La vulnerabilità dei sistemi informatici consente di accedere in pochi secondi a segreti industriali, brevetti e innovazioni che hanno richiesto anni di ricerca. Il crimine informatico può decretare il fallimento di aziende e quindi danni economici enormi. Per le nostre piccole e medie imprese, che puntano sull’innovazione come elemento di sviluppo, il danno potenziale può essere incalcolabile.
La correlazione tra prosperità economica di un Paese e la qualità delle sue infrastrutture cyber sarà sempre più stretta e l’Italia dovrà quindi puntare sempre di più su alti standard di cyber-security nella società, nel sistema industriale e nella pubblica amministrazione.
Infatti non sono a rischio solo le persone e le aziende, anche la sicurezza nazionale può potenzialmente essere messa in pericolo. Si pensi alle conseguenze che potrebbero derivare dall’alterazione dei sistemi che regolano il trasporto, le reti energetiche o i sistemi di comando e controllo militari.

Una simulazione recente ha stimato che, in caso di attacco alla rete elettrica, un black-out energetico che duri qualche settimana, determinerebbe un collasso totale dell’intero sistema Paese, producendo danni, anche in termini di vite umane, paragonabile a quello di un’aggressione militare su larga scala.
Non stiamo parlando di un futuro lontano o di uno scenario da saga fantascientifica. Il cyber crimine è una realtà in continua crescita e ad essere prese di mira dai criminali informatici sono sempre più spesso le infrastrutture critiche, come appunto le reti di distribuzione dell’energia e quelle di telecomunicazione.
La terza ed ultima dimensione dell’azione umana che va considerata infatti è quella politica decisionale: il governo.

In Italia il Sistema di informazione per la sicurezza della Repubblica è gestito direttamente dal Presidente del Consiglio che, sentito il Comitato interministeriale per la sicurezza della Repubblica, attraverso l’Autorità delegata detta le linee guida a tutto il comparto. Il cervellone che si occupa di ricercare, analizzare ed elaborare le informazioni richieste dal decisore politico si chiama Dipartimento delle informazioni per la sicurezza (DIS) e da esso dipendono quelli che una volta erano i Servizi informativi civili e militari (SISDE e SISMI) e che oggi sono stati suddivisi per competenze principalmente territoriali tra Agenzia informazioni e sicurezza interna ed Agenzia informazioni e sicurezza esterna (AISI e AISE).
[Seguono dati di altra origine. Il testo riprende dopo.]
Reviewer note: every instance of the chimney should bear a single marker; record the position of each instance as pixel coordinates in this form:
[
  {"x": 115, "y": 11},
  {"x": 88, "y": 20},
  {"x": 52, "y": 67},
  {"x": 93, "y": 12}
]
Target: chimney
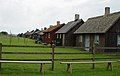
[
  {"x": 45, "y": 28},
  {"x": 76, "y": 16},
  {"x": 107, "y": 10},
  {"x": 51, "y": 26},
  {"x": 58, "y": 22}
]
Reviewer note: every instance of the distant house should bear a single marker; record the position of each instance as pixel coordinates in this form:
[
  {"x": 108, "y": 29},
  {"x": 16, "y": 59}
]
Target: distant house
[
  {"x": 49, "y": 34},
  {"x": 65, "y": 35},
  {"x": 102, "y": 30}
]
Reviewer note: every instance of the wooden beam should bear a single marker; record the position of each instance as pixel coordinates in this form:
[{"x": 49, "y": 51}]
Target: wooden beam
[{"x": 53, "y": 49}]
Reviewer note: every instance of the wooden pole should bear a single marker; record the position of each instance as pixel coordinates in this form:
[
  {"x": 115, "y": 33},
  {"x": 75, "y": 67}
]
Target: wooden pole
[
  {"x": 93, "y": 52},
  {"x": 53, "y": 46},
  {"x": 0, "y": 53}
]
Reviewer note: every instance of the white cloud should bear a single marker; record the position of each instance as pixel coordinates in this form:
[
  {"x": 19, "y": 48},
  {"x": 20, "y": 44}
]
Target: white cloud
[{"x": 23, "y": 15}]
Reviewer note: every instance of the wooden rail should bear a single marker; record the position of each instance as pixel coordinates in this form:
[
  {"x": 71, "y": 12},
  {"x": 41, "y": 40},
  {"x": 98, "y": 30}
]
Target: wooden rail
[
  {"x": 23, "y": 60},
  {"x": 26, "y": 46}
]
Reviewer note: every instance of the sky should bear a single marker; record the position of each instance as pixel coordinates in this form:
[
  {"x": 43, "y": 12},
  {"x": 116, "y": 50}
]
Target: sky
[{"x": 19, "y": 16}]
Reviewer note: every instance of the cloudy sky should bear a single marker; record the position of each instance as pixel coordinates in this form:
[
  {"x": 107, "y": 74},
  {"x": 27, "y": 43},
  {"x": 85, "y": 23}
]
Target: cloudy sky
[{"x": 22, "y": 15}]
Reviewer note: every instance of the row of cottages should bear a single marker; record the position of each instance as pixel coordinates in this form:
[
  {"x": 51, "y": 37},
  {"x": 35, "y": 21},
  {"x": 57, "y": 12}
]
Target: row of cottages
[
  {"x": 65, "y": 35},
  {"x": 49, "y": 34},
  {"x": 102, "y": 30}
]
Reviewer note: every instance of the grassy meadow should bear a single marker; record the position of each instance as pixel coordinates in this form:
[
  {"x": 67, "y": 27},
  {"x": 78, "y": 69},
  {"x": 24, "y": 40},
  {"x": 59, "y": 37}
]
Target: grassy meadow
[{"x": 12, "y": 69}]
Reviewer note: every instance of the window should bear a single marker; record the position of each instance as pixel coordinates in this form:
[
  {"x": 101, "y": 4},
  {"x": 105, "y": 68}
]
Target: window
[
  {"x": 80, "y": 38},
  {"x": 96, "y": 39},
  {"x": 60, "y": 36},
  {"x": 48, "y": 35},
  {"x": 118, "y": 39},
  {"x": 57, "y": 36}
]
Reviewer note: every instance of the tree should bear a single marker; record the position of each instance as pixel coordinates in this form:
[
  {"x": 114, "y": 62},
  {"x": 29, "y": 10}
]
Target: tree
[{"x": 4, "y": 33}]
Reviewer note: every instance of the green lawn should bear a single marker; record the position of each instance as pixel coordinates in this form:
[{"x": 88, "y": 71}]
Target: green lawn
[{"x": 60, "y": 69}]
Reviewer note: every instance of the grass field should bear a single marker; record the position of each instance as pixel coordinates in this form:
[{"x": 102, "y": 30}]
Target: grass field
[{"x": 60, "y": 69}]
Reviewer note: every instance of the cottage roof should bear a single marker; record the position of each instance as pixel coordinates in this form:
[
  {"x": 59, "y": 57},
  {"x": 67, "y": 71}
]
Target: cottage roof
[
  {"x": 100, "y": 24},
  {"x": 53, "y": 28},
  {"x": 69, "y": 26}
]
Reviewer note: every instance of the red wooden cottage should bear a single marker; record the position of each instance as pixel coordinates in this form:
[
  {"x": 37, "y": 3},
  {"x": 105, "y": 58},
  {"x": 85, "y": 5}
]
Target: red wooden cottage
[
  {"x": 49, "y": 34},
  {"x": 101, "y": 30}
]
Sviluppare nuove capacità e nuovi strumenti per migliorare la sicurezza cyber del sistema Paese rappresenta quindi una sfida di grande importanza per la crescita, il benessere e la sicurezza nazionale e quindi dei cittadini, che non può più essere rimandata.
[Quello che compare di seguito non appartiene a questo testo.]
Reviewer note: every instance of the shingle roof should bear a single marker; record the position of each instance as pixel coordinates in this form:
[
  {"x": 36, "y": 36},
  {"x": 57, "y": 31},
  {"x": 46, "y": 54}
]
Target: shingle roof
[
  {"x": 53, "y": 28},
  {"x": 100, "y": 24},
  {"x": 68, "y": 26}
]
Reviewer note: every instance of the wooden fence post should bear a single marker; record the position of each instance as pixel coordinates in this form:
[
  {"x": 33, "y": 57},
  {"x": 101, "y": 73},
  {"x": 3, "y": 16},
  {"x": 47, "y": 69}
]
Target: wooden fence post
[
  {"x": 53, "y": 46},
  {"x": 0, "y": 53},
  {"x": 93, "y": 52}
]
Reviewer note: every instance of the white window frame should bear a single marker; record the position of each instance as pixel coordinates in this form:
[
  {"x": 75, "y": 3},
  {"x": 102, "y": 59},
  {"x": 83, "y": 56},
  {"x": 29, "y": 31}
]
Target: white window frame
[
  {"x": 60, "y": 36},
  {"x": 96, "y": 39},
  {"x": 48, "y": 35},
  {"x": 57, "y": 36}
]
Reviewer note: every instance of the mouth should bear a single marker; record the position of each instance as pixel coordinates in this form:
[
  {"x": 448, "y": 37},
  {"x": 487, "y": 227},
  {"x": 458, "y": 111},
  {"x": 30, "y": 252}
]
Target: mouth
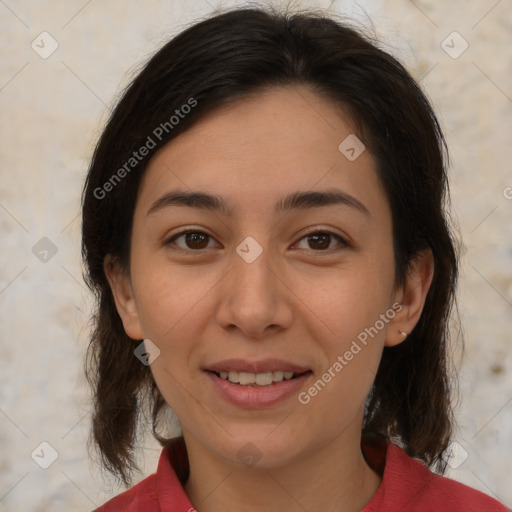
[
  {"x": 256, "y": 384},
  {"x": 263, "y": 379}
]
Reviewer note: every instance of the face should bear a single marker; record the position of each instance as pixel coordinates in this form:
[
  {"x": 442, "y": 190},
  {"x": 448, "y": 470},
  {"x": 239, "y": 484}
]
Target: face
[{"x": 247, "y": 280}]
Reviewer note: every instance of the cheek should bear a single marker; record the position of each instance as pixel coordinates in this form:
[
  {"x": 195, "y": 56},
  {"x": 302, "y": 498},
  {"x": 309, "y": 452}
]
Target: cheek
[{"x": 171, "y": 297}]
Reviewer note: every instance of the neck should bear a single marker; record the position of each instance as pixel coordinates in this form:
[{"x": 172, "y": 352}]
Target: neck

Solo se l’individuo, l’azienda e lo Stato riusciranno a coordinare delle azioni di prevenzione, svilupperemo un sistema di difesa più sicuro. Delegare la nostra sicurezza agli operatori del settore non è più sufficiente, siamo entrati in una nuova fase dove la cooperazione tra le diverse dimensioni dell’uomo dipendono dalla nostra capacità di diventare parte attiva di una nuova Intelligence collettiva.